Katherine Boehret

Galaxy Nexus: An In-Your-Face Android Phone

Thanksgiving is coming, but techies are salivating over something that doesn’t involve turkey and stuffing: Ice Cream Sandwich—the operating system of the newest Google phone, the Galaxy Nexus.

The Galaxy Nexus from Samsung is the first device to run Google’s Android 4.0 operating system, known by its dessert code name. Ice Cream Sandwich is designed to be a blend of the Android phone and tablet operating systems that irons out many geeky wrinkles. Android’s former annoying reliance on menus to perform tasks is reduced with the inclusion of more user-friendly icons, and these dynamically change according to whatever program is opened.

It has familiar swiping gestures across apps, of which there are over 300,000 available in the Android Market, as well as playful new features like facial recognition to unlock the phone. Several existing Android devices from HTC and Motorola will receive free software updates so that they, too, can run this OS.


The Samsung Galaxy Nexus is stylish, with it’s 4.65 inch display and svelte profile.

There’s much speculation that the Galaxy Nexus will be available in the U.S. in the next two weeks, since its release in the U.K. last week. A Verizon spokeswoman says it will be out sometime before the end of the year and it will run on the carrier’s 4G network. It could cost as much as $300 if it’s treated like some other recent Android phones considered flagship models.

I got my hands on a U.K. version of the Galaxy Nexus and enjoyed using Ice Cream Sandwich, which is the most well-rounded version of Android yet. My phone’s battery lasted nearly a full day under heavy testing.

But some of Android’s inelegant traits remain, like the confusing way it organizes Widgets (icons representing programs) and restricts their placement on home screens according to the icons’ various shapes and sizes. And its folders for apps look cluttered.

The Galaxy Nexus itself is stylishly designed. Its giant 4.65-inch display may be overkill for some people. But its svelte build, which measures just over three-tenths of an inch thick, balances it out. Its rear- and front-facing cameras capture 5- and 1.3-megapixel images, respectively, and it records video in full 1080p HD quality. A built-in barometer helps with more precise GPS detection, and an NFC (near field communication) chip enables swapping data with other NFC-enabled Android phones, a process called Android Beam.

I found the facial-recognition feature to be unreliable. To set this up, I held the Galaxy Nexus up as if I was about to take a photo of myself with the front-facing camera, and a traced image of my face appeared on the screen. I also set up a back-up unlocking option: tracing a pattern on the screen. Whenever I wanted to use the phone, I held it up to my face and if facial recognition worked, it unlocked.

But this only worked half the time, sometimes because of low lighting, whether outside at night, in restaurants or even in my own kitchen.
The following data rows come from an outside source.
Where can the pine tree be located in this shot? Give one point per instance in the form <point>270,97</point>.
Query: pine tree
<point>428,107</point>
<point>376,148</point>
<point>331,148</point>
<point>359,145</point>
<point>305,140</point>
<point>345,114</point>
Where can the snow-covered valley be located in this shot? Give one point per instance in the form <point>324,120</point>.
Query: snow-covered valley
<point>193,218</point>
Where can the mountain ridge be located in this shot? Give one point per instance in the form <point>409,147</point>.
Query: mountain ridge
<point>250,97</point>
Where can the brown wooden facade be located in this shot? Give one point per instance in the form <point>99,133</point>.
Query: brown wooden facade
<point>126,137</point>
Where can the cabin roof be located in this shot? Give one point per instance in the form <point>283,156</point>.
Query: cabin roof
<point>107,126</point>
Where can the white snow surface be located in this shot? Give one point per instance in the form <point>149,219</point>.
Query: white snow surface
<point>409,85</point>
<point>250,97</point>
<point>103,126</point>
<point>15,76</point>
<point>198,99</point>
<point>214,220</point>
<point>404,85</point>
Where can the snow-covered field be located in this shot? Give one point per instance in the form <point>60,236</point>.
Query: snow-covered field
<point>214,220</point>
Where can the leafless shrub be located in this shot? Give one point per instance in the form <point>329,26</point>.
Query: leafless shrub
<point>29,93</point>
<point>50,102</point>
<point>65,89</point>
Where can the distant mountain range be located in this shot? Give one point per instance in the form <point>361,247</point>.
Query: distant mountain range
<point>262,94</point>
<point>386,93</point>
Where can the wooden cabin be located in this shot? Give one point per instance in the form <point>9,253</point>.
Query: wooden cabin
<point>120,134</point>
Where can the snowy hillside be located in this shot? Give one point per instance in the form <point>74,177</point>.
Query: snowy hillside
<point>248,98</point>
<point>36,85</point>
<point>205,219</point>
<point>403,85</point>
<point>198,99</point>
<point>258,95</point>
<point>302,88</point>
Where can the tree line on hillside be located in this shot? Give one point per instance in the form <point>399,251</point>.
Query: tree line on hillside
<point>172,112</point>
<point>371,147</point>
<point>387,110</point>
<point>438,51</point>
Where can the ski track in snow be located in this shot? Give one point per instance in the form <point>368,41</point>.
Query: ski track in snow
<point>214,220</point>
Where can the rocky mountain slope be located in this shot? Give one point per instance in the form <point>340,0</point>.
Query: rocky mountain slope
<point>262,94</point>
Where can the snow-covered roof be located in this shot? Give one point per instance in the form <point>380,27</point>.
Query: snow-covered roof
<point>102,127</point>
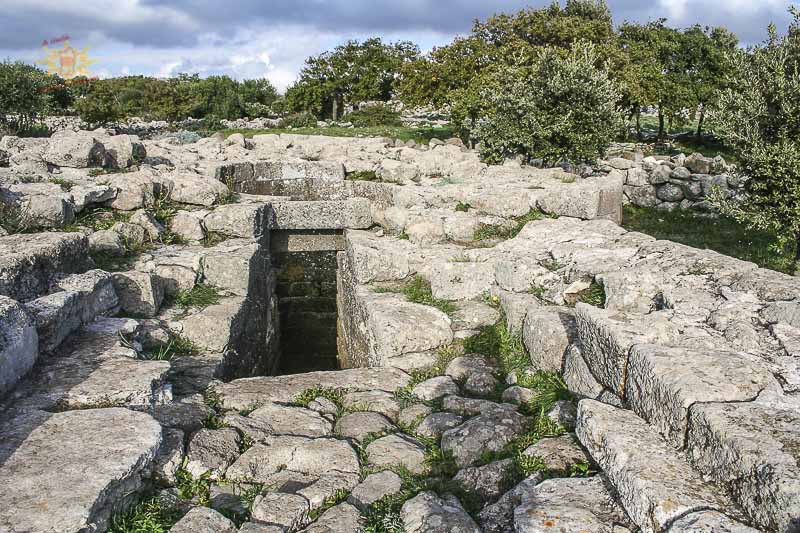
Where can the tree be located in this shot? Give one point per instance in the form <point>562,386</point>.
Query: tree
<point>26,95</point>
<point>353,72</point>
<point>759,116</point>
<point>563,108</point>
<point>454,76</point>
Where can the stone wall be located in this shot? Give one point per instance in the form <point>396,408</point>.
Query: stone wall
<point>673,182</point>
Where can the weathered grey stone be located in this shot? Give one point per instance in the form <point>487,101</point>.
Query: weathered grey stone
<point>430,513</point>
<point>76,151</point>
<point>754,449</point>
<point>30,262</point>
<point>570,504</point>
<point>547,332</point>
<point>487,432</point>
<point>189,188</point>
<point>481,384</point>
<point>655,484</point>
<point>486,481</point>
<point>338,215</point>
<point>374,487</point>
<point>140,293</point>
<point>663,384</point>
<point>398,450</point>
<point>19,343</point>
<point>314,457</point>
<point>67,471</point>
<point>203,520</point>
<point>435,388</point>
<point>81,299</point>
<point>342,518</point>
<point>433,425</point>
<point>377,401</point>
<point>356,426</point>
<point>212,451</point>
<point>558,453</point>
<point>413,414</point>
<point>709,522</point>
<point>288,511</point>
<point>244,393</point>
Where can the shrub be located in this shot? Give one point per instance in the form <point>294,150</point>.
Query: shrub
<point>26,96</point>
<point>563,107</point>
<point>759,116</point>
<point>375,115</point>
<point>299,120</point>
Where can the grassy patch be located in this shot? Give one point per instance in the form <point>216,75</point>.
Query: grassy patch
<point>419,135</point>
<point>721,234</point>
<point>504,232</point>
<point>418,290</point>
<point>362,175</point>
<point>149,516</point>
<point>200,295</point>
Other times it just didn’t recognize me. When I stood on city streets and held the phone up to my face to unlock it, I looked as if I was taking a photo of the people around me. And it’s impossible to slyly check your phone under the table during meetings or dinners using this unlocking method.


A facial-recognition feature unlocks the phone.

Google warns users this isn’t necessarily the safest method for locking a phone. Case in point: I was able to unlock the phone by holding a photo of my face up to its lock screen. But a Google engineer noted most people who find lost phones don’t know what the phone’s owner looks like.

Like Microsoft’s Windows Phones and the iPhone, the Galaxy Nexus can be unlocked just for using its camera, or unlocked fully to access the rest of the phone’s features. When calls come in, a large image representing the caller appears on the screen along with options to drag an on-screen icon to ignore, answer, or send a text reply.

In Ice Cream Sandwich, app folders can be created by dragging app icons on top of one another. These icons seem to stack up in a messy pile; in one folder I made, called “Social,” only the blue beak of Twitter’s bird icon was visible.

In place of the Android Menu button, a small three-dot icon appears in all apps and this opens the menu. More icons at the bottom of each app screen perform actions, such as an envelope with a plus sign beside it in Gmail that opens a screen for composing an email. A Multitasking soft key displays all opened apps in one tap. Small images show the screen last opened on these apps like a webpage or a search term in a box. And the Android Market icon is now easier to find in the top right corner of the App Tray.

The photo gallery feels more lush and magazine-like than the text lists of albums in previous versions of Android. Thumbnail images representing albums appear side-by-side and fill the phone’s screen in a checkerboard fashion. Albums from my Flickr account were automatically pulled in here, and any photos I captured on the phone were automatically sent to my Google+ account using Instant Upload, a feature also available on other iterations of Android.

Ice Cream Sandwich has more options for photo editing and adds silly effects and backgrounds to videos. You can even make a time-lapse video.

Typing on this phone felt more accurate than in the past, and text can be dragged and dropped to different places using a gesture to swipe down and up. Items in the drop-down Notifications menu can be deleted with a swipe right.

If you’ve been curious about Android, the release of Ice Cream Sandwich will mark a good time to jump in.